La possibilité de développer des activités portuaires sur certaines îles a été évoquée à une certaine époque, mais jamais réalisée. D’autres projets ont été étudiés, comme un centre d’interprétation de la nature, mais finalement, en 2006, l’APM a développé un plan pour mettre en place une banque d’habitat de réserve visant principalement à restaurer l’habitat du poisson. Ce plan avait été soumis à Pêche et Océans Canada pour approbation.

 

Revaloriser l'habitat du poisson

Depuis le début de sa gestion, l’APM s’est concentrée sur la revalorisation de l’habitat du poisson. Au moment où elle en a fait l’acquisition, les îles étaient occupées par des agriculteurs, et fréquentée par des chasseurs qui y accostaient pour chasser le chevreuil. Certains y avaient même construit des petits chalets artisanaux ! Depuis, les îles ont été fermées à la chasse et à la culture du maïs.

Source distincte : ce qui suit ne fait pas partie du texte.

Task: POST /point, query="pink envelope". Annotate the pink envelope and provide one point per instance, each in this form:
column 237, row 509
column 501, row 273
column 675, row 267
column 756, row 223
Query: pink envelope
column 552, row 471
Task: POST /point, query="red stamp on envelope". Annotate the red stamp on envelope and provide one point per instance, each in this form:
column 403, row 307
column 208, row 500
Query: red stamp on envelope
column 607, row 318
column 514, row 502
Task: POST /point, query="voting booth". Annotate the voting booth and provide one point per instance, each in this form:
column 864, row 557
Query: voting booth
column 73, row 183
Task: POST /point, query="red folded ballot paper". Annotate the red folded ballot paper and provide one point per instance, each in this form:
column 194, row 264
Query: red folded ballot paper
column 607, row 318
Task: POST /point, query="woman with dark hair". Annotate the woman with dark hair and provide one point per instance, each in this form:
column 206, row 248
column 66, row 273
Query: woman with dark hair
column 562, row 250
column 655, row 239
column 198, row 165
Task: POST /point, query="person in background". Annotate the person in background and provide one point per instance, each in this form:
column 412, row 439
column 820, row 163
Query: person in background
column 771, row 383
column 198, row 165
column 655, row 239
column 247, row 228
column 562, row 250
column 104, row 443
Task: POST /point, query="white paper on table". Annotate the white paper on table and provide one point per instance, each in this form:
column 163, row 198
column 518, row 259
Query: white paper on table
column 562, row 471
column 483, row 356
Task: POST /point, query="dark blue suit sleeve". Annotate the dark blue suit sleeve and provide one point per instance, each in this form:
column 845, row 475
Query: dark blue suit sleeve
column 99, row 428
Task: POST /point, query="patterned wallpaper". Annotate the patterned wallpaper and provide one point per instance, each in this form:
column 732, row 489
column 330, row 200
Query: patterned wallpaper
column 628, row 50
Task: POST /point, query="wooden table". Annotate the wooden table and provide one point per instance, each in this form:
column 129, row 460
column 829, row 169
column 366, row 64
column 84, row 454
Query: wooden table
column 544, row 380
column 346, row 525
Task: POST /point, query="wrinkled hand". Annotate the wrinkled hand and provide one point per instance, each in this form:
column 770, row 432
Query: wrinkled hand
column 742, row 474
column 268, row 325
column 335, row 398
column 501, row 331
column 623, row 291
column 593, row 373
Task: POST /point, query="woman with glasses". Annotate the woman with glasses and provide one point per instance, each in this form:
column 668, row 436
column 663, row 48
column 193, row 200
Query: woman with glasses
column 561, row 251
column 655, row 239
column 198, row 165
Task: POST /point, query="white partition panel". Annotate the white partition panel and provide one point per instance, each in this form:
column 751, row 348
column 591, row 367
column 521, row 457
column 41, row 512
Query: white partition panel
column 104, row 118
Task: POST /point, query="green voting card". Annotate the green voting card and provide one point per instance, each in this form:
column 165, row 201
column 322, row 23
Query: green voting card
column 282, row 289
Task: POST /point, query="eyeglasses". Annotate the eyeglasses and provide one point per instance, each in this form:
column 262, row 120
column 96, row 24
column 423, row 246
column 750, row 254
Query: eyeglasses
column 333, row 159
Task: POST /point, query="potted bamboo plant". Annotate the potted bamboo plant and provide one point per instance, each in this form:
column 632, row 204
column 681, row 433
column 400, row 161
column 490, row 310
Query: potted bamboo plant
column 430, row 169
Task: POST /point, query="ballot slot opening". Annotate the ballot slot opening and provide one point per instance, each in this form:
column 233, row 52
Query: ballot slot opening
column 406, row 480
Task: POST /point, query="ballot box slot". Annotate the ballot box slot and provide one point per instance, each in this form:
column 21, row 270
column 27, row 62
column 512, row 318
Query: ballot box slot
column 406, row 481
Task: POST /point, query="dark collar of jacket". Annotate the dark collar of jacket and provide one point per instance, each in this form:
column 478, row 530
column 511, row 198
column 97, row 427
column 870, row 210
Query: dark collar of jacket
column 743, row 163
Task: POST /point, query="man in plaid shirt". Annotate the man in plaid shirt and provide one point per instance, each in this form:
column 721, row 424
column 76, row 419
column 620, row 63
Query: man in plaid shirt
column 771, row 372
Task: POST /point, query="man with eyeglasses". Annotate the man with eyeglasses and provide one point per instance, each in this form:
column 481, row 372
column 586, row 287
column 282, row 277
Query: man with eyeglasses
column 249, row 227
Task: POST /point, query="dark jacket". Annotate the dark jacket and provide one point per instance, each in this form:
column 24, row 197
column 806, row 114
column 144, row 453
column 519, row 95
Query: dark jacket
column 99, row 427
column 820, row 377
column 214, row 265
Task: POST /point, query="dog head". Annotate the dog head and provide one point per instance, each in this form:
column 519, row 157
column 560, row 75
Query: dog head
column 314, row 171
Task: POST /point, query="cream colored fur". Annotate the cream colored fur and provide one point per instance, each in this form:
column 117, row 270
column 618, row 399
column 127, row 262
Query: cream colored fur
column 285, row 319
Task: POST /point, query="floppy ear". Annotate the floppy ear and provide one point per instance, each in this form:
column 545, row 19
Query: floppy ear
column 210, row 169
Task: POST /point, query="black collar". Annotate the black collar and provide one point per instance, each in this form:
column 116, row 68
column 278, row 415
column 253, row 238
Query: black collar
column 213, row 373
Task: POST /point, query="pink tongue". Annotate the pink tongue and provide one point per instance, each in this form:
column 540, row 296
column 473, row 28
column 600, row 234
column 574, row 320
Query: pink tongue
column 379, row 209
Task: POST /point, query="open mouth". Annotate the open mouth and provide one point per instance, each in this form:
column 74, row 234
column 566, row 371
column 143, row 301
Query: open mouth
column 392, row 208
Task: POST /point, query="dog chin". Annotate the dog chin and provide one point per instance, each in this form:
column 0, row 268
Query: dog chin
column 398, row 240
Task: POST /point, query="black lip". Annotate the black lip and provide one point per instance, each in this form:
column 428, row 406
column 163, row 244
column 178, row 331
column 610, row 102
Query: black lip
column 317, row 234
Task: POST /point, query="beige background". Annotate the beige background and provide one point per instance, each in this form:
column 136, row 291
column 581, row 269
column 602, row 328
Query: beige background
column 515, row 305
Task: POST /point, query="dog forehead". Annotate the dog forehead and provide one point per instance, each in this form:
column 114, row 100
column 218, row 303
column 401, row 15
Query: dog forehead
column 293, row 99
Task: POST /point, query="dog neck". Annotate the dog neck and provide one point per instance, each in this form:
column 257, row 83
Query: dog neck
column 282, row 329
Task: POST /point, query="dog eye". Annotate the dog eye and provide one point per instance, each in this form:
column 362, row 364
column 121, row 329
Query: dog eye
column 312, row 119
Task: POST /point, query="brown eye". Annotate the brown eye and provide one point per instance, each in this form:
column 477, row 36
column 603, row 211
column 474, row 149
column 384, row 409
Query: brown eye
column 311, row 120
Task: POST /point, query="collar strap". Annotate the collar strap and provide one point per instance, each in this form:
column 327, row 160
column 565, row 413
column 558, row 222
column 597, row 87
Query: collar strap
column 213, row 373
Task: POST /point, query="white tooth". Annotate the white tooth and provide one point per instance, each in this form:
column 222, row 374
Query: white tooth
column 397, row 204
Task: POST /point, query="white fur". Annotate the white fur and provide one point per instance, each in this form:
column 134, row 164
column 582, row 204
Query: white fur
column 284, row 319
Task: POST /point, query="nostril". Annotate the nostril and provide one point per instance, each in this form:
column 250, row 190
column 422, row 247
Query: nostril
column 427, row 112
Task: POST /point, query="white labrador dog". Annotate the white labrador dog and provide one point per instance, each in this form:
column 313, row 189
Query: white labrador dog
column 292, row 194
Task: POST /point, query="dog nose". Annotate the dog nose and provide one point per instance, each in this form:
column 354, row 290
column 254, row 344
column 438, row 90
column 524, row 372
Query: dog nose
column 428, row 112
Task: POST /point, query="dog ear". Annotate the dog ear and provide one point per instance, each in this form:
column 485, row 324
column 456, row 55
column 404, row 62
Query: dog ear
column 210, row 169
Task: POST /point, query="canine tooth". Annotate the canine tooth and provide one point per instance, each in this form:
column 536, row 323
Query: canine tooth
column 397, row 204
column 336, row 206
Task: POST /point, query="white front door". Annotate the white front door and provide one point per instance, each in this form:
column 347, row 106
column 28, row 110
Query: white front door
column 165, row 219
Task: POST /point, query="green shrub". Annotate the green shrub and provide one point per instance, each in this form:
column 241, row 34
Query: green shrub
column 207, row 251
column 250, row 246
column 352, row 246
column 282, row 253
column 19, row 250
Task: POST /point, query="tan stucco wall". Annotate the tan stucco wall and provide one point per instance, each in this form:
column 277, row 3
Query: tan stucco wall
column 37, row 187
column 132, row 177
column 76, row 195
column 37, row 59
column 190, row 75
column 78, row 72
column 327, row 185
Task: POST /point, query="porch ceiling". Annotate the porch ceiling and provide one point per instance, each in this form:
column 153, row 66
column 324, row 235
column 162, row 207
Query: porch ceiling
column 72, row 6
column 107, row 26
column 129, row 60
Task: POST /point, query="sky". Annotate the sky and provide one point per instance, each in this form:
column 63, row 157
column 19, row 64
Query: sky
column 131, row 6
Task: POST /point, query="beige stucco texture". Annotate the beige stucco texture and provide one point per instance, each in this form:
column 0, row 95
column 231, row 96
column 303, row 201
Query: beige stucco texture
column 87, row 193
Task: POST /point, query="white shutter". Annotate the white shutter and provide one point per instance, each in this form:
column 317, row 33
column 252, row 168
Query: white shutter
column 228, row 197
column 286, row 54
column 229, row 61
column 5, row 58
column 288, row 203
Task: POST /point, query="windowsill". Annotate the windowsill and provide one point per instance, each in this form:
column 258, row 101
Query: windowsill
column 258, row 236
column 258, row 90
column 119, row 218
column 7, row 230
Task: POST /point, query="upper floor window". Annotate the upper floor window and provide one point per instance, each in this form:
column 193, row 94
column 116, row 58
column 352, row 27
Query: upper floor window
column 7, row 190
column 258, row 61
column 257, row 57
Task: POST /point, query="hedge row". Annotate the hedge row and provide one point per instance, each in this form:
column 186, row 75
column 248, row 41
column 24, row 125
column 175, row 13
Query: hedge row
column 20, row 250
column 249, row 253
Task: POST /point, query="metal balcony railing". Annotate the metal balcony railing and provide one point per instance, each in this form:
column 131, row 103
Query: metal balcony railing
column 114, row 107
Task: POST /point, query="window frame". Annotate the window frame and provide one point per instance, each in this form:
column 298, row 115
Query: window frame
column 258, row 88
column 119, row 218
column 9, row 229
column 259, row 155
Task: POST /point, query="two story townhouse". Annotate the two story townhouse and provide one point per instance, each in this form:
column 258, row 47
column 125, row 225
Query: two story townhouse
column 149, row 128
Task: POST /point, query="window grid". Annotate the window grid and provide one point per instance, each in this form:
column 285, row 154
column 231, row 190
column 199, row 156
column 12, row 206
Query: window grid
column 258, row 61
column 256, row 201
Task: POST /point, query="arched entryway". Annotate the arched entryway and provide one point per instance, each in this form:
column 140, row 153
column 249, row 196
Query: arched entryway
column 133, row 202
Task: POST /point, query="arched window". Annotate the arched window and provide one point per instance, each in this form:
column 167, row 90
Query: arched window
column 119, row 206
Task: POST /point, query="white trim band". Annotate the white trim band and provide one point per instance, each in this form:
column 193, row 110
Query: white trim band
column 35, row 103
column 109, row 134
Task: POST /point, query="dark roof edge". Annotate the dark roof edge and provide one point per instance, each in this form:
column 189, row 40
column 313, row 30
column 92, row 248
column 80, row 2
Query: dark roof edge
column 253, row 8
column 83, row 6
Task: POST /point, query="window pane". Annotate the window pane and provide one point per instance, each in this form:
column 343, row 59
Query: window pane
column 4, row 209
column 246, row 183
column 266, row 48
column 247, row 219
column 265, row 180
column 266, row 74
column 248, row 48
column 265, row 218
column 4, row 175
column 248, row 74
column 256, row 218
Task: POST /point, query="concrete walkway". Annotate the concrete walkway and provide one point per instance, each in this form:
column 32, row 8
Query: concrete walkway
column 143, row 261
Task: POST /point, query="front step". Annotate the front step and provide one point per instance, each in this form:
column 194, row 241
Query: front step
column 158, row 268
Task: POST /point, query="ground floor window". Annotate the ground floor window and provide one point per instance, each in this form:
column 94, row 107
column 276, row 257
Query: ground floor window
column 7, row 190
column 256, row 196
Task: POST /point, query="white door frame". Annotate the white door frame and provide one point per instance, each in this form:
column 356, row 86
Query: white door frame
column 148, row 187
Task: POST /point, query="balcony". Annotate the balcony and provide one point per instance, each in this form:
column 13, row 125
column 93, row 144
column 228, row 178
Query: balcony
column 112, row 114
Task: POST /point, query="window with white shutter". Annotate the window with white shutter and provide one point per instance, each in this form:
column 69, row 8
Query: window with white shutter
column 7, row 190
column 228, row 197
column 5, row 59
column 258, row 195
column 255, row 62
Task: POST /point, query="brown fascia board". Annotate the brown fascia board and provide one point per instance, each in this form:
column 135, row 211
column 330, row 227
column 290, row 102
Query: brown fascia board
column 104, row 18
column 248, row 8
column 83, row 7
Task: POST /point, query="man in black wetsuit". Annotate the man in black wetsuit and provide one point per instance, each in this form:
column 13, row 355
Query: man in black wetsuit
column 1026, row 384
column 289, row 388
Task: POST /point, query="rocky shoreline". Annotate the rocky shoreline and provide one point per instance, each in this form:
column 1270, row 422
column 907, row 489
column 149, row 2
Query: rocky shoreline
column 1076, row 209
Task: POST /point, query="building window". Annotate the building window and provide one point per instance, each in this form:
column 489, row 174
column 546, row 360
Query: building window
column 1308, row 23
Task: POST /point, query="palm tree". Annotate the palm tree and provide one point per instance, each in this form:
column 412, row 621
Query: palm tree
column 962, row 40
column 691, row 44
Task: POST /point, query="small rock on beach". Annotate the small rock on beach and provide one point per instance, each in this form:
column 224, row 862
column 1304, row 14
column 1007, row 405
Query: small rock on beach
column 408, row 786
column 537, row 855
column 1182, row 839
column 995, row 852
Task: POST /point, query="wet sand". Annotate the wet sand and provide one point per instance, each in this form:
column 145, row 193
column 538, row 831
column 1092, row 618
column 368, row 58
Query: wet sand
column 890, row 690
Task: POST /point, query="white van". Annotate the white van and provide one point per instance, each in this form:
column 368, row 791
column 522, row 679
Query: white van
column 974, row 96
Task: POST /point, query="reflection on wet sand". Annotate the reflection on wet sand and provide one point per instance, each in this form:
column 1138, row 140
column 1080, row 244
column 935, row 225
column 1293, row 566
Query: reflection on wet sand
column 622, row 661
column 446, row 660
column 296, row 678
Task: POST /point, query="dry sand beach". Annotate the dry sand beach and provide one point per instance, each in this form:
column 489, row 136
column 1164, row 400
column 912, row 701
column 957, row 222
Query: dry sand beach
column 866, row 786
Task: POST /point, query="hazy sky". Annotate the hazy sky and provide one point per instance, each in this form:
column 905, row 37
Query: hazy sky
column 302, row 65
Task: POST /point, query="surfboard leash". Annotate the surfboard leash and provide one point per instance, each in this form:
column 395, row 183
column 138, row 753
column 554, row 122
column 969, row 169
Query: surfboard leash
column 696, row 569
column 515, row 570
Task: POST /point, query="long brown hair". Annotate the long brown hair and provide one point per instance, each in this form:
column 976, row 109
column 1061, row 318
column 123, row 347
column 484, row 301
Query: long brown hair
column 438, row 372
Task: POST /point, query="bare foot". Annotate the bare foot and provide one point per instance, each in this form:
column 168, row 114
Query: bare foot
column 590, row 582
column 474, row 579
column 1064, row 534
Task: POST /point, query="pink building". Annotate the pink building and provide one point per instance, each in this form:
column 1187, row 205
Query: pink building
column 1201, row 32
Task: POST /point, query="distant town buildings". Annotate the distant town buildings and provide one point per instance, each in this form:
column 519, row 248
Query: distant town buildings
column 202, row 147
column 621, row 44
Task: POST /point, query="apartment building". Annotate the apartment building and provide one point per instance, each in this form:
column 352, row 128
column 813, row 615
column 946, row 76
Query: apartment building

En 2008, un programme intensif de réhabilitation des habitats pour le poisson a été lancé sur les îles Dufault, Lafontaine, Montbrun, Tourte Blanche et les grandes battures Tailhandier. En effet, au fil des ans, les chenaux aquatiques, qui assuraient la libre circulation des poissons, avaient été coupés par l’aménagement de chemins pour permettre le passage des équipements agricoles. Les îles étaient sujettes au développement de plantes envahissantes. Ce vaste projet, qui s’est étalé en 3 phases entre 2008 et 2012 sur plus de 28 hectares, a permis notamment de rouvrir les anciens chenaux, d’implanter des plantes aquatiques, de procéder à l’enlèvement de plantes envahissantes et à la création de frayères et des boisés. Ces travaux ont contribué à améliorer la reproduction du brochet, du meunier, de la barbotte, du crapet, de la perchaude et beaucoup d’autres poissons, sans compter qu’ils permettent d’accueillir de nombreux oiseaux migrateurs. Depuis la fin des travaux jusqu’en 2018, l’efficacité des aménagements et la qualité des habitats ont été vérifiées régulièrement par l’APM.

 

Une réserve de faune

En 2019, l’APM et Environnement et Changement climatique Canada (ECCC) ont convenu d’entreprendre des démarches pour convertir huit de ces îles en Réserve nationale de faune (RNF) pour leur donner un statut légal de protection de la biodiversité. Le processus de créer une RNF peut prendre quelques années. Des préconsultations auxquelles l’APM participe ont débuté en 2020 notamment avec les Premières Nations. Des inventaires fauniques et floristiques sont en cours et seront suivis par une étude du potentiel archéologique et d’éventuels inventaires. 

La superficie des îles administrées par l'APM atteint plus de 150 hectares et on y trouve plus de 200 espèces d’oiseaux.